Stanbic Bank committed in supporting oil and gas sub-sector growth

21Nov 2019
Correspondent
The Guardian
Stanbic Bank committed in supporting oil and gas sub-sector growth

In October this year, the 3rd Oil and Gas Congress took place with multiple stakeholders converging and shared knowledge on investment opportunities and discuss sector strategies as well as enhance partnerships to boost industrialization in the country.

In this interview with The Banker Reporter, Francis Kajubi talks to Stanbic Bank Tanzania’s Head of Oil and Gas Corporate and Investment Banking, Elias Ngunagwa on the role that the bank is playing in supporting the oil and gas sector, excerpts:

What informed Stanbic Bank’s decision to participate in this year’s Oil and Gas Congress?

Stanbic Bank Tanzania has supported the Oil and Gas Congress for the last three years.  We believe that public private partnerships (PPPs) have a critical contribution towards accelerating Tanzania’s industrialization process hence by supporting oil and gas development, the bank is directly investing in this sector and enhancing the country’s economic growth. We believe that such meetings build understanding of the sector, foster networking among associated companies in the oil and gas value chain and facilitate the signing of deals.

What have you communicated to participants at the congress?

The financial panel discussion at this year’s congress deliberated how financial infrastructure can support the growth of the energy sector in Tanzania. In this aspect, Stanbic Bank is offering capital and tailor-made financial solutions such as syndicated loan facilities to accelerate PPP investment in Tanzania including the oil and gas projects. Stanbic Bank this year alone has provided financing to the tune of U$117 million to the government which has been used to fund key infrastructure projects within the country.

Given that natural gas is responsible for 60 percent of power being generated in the country, what role does Stanbic Bank play in this arena?

The bank understands the role that natural gas plays to drive economic growth of the country through the provision of reliable electricity/power. Stanbic Bank’s approach has been strategic by targeting the entire gas value chain, right from the gas suppliers to the industrial and power companies that consume use it to produce power.
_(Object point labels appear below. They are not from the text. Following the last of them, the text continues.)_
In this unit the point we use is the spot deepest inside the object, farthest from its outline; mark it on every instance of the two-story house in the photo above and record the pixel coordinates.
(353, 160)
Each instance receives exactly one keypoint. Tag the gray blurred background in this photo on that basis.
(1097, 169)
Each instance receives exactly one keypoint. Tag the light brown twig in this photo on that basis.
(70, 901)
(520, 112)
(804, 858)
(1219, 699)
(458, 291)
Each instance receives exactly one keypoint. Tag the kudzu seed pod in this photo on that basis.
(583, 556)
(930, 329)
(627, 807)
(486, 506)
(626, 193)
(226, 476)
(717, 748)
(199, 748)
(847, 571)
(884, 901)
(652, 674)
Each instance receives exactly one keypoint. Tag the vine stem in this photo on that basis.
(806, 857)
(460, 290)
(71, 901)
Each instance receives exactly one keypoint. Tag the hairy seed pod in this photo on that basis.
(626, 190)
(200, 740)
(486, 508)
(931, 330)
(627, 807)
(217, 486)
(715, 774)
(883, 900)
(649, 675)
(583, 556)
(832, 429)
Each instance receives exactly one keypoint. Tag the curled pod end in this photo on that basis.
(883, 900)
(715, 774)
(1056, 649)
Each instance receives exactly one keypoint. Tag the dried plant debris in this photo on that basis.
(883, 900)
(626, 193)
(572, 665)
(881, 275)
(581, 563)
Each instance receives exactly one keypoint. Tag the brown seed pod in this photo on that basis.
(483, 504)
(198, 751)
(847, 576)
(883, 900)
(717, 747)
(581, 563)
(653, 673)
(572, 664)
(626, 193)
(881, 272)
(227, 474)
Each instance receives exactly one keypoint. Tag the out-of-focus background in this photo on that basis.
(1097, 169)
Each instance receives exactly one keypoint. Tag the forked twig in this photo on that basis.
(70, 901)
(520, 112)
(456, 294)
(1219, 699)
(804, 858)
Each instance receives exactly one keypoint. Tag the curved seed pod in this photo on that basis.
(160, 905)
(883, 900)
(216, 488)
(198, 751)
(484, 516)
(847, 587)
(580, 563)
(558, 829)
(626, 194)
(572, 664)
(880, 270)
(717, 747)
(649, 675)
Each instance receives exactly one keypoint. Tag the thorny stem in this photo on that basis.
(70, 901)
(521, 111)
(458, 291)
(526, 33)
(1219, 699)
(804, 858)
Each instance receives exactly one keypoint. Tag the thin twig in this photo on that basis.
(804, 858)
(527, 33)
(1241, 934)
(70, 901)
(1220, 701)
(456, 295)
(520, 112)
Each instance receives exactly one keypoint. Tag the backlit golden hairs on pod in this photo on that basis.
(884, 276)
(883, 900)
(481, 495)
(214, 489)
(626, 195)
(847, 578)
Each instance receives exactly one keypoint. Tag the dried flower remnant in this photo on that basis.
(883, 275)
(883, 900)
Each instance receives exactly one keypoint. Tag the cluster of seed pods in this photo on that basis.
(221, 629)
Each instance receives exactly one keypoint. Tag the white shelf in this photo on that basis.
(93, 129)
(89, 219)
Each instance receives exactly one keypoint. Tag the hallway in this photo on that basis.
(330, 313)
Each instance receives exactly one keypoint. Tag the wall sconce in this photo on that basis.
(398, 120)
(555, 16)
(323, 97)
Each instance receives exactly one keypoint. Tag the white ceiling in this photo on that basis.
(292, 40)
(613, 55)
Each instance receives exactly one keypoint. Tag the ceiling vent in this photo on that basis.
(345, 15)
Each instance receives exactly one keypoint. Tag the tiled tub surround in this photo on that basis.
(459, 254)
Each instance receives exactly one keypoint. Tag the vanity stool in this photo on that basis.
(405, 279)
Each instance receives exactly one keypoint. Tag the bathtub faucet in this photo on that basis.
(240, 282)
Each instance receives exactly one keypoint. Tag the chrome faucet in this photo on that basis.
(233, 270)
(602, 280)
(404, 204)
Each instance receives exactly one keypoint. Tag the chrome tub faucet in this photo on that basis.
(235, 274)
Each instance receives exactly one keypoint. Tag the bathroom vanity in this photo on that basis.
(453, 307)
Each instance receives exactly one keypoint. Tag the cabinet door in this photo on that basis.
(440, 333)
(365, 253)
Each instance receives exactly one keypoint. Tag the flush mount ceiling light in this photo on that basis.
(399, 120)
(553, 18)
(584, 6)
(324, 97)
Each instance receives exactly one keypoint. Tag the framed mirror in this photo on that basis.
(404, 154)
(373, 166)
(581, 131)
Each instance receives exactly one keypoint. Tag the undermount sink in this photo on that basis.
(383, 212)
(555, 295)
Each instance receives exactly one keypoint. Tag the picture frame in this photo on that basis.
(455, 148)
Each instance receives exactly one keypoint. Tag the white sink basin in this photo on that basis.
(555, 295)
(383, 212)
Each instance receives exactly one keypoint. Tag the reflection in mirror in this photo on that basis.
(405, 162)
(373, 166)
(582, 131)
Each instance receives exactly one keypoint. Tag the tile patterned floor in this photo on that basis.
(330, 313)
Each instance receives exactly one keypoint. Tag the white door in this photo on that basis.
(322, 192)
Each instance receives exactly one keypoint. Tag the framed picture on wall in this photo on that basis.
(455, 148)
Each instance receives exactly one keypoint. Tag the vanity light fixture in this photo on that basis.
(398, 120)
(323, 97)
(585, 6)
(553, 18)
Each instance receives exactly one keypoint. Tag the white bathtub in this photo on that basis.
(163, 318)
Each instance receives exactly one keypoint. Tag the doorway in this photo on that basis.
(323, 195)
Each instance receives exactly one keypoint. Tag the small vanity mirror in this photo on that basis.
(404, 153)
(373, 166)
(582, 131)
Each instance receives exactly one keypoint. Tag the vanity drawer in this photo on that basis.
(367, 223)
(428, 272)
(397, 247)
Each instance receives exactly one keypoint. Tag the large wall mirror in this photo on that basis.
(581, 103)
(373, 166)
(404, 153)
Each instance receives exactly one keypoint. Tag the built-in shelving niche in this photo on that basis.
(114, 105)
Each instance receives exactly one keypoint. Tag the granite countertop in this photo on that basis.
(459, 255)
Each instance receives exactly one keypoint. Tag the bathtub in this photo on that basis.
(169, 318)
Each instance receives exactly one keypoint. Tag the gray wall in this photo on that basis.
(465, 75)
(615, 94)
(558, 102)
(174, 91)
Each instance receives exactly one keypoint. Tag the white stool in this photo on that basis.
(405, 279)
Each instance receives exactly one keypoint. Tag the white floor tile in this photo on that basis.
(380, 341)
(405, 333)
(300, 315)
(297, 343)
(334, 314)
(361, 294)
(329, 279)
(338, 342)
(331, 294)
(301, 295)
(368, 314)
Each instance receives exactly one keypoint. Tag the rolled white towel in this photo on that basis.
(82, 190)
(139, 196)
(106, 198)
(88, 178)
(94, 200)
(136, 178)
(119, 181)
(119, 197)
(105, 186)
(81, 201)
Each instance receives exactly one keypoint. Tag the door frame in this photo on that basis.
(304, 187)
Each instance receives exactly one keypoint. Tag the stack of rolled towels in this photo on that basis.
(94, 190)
The bank has established strong relationships with key players in the gas industry and this has enabled us to come up with customized solutions and products that add value to the companies

How do you look at the entire oil and gas sub-sector in the country as a niche market for your banking products?

We believe that the oil and gas sub-sector has a great potential to become a significant contributor to the national economy. Backed by experienced teams and deep expertise of the sector, we are positioned at the forefront offering a comprehensive suite of transactional, global markets and financing solutions to help the sector ignite growth, driving broad and inclusive participation across the entire economy.

Investing in oil and gas is a long-term business which also means that interest rates have to be globally competitive, is Stanbic ready to lower interest rates to global standards to attract international oil companies?

Stanbic is a commercial bank operating in a competitive environment therefore all interest rates are charged according to their liquidity profile as well as Bank of Tanzania regulations.

As an expert what can you recommend the state to do in order to speed up investment and growth in the oil and gas industry?

As I mentioned earlier, collaboration is the key to achieving the desired investment in the sector. Stakeholders in the oil and gas industry should be encouraged through enabling policies, to initiate partnerships to advance the sector, as well as attract more investment opportunities and capital.

Is hiked taxation one of the barriers hindering rapid growth of the sub-sector?

The fifth phase government has been working towards a more favorable and predictable tax regime not only for the oil and gas sub-sector but across the board. This has gone a long way to ensure that the tax risk is properly mitigated and in turn boost market confidence to players. The ongoing developments are evidenced by the National Bureau of Statistics latest report where by the Foreign Direct Investment (FDI) recorded an 18 percent increase (U$1.1billion) in 2018, and Tanzania has been improving its ease of doing business gradually. The promising results indicate that investor confidence has improved.